Files
GacUI/TODO_ParserGen.md
2019-03-04 15:22:39 -08:00

2.6 KiB

Goal

  • Parsing
    • No need to specify allow ambiguity or not
    • Calculate ambiguous Parse cases, pointing out which AST need to support ambiguity
    • Full CFG power, no limitation
    • Error message generation
    • Error recovering
  • Serializing
    • Escaping and Unescaping pairs (instead of only unescaping)
    • Calculate ambiguous ToString cases
    • Generate ToString algorithm
  • AST
    • Low overhead AST with reflection
    • Optional creating AST from a pool

AST Definition (compatible with Workflow)
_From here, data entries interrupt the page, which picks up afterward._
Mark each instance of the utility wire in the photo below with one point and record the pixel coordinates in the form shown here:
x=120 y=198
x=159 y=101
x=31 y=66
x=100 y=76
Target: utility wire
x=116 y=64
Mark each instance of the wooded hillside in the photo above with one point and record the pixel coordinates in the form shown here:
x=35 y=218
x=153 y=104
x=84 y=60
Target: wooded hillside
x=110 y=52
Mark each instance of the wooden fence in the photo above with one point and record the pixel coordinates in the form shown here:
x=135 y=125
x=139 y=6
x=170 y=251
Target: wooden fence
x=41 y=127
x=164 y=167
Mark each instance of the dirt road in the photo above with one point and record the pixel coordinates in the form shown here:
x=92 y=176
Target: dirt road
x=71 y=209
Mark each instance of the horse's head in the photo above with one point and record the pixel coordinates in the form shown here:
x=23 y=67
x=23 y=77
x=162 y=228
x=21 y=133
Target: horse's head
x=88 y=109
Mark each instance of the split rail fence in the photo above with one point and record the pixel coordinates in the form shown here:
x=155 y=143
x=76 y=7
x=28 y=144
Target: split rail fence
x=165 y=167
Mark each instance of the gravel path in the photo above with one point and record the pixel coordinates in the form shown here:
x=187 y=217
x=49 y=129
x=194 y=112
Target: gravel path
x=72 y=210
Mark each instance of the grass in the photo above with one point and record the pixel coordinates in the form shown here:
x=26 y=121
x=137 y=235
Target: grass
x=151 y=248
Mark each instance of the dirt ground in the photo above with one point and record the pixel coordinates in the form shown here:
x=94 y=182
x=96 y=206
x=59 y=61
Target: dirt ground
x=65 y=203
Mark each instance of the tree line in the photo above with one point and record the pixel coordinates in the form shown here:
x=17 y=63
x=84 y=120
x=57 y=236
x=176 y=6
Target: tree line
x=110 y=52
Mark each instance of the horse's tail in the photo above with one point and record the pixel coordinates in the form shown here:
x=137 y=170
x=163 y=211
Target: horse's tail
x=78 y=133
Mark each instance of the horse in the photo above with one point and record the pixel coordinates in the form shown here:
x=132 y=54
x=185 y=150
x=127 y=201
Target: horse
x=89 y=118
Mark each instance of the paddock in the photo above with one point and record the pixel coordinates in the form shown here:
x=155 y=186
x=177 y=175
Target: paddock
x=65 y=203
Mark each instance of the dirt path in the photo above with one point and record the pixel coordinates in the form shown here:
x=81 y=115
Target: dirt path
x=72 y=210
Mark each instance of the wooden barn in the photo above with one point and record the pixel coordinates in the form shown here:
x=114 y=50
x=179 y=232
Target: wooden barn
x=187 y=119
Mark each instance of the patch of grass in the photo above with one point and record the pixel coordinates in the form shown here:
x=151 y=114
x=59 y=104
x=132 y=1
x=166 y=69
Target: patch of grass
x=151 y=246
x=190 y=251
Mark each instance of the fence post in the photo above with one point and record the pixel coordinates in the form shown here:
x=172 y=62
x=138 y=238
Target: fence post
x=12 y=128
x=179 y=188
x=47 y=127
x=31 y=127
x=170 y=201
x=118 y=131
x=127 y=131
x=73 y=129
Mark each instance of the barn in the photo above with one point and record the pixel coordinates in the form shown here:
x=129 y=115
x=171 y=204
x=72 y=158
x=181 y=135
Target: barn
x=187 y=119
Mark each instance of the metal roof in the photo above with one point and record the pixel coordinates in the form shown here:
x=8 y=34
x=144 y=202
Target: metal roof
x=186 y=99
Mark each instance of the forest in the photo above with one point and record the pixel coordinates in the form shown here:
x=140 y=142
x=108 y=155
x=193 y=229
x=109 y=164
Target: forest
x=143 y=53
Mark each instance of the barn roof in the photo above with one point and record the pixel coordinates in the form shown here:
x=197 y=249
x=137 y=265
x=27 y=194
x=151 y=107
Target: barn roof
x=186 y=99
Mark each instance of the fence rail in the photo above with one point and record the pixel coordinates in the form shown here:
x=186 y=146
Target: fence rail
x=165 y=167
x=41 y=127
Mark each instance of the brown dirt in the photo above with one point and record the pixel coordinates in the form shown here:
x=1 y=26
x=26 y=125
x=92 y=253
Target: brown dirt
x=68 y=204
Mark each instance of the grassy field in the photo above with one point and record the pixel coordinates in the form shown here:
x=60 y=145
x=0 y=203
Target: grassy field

class CLASS_NAME [: BASE_CLASS]
{
  var FIELD_NAME : TYPE;
  ...
}

Configurations

  • Include files in generated C++ header
  • Depended AST definition files
  • Visitors selected to generate
  • Optional reflection support

Types

  • Token: In the previous version, Token is a value type, now it is a reference type.
  • CLASS-NAME: Another class.
  • TYPE[]: Array, whose element is not allowed to be another array.

MISC

  • Define a ToString algorithm with customizable configurations.

Lexical Analyzer

  • Pair name with regular expressions.
  • Extendable tokens.
    • For example, recognize R"[^\s(]\( and invoke a callback function to determine the end of the string
  • Pair a name with the token subset, and give a default name to a token full set

Error Messages

  • Generate error messages in C++ code

Syntax Analyzer

  • Priority of loops:
    • +[ RULE ] means if RULE succeeds, skipping RULE is not considered even if the rest doesn't parse.
    • -[ RULE ] means only if skipping RULE makes the clause not able to parse, the result of having RULE is not discarded.
    • [ RULE ] means keep both result
    • +{ RULE }, -{ RULE }, { RULE } are similar, but { RULE } may generate more than two results, meanwhile others only generate one result.
  • Being able to change token subset during parsing.
  • Being able to specify a error message when a certain action fails.
  • Generate SAX-like parser, with a default handler to create AST.

Supported EBNF

  • TOKEN [: PROPERTY-NAME]
  • RULE [: PROPERTY-NAME]
  • Optional:
    • +[ EBNF ]
    • -[ EBNF ]
    • [ EBNF ]
  • Loop:
    • +{ EBNF }
    • -{ EBNF }
    • { EBNF }
  • with{ PROPERTY-ASSIGNMENT ... }

EBNF Program

  • RULE {::= CLAUSE as CLASS-NAME} ;
    • Consider a syntax here to switch token set

ToString Algorithm Requirements

  • Every clause should create an AST node. EXP ::= '(' !EXP ')' is not allowed, except that this clause has only one node.
  • Every rule-name node should be assigned to a property. Token nodes are optional but those properties will be auto-generated.
  • Loops cannot be embedded in another loop.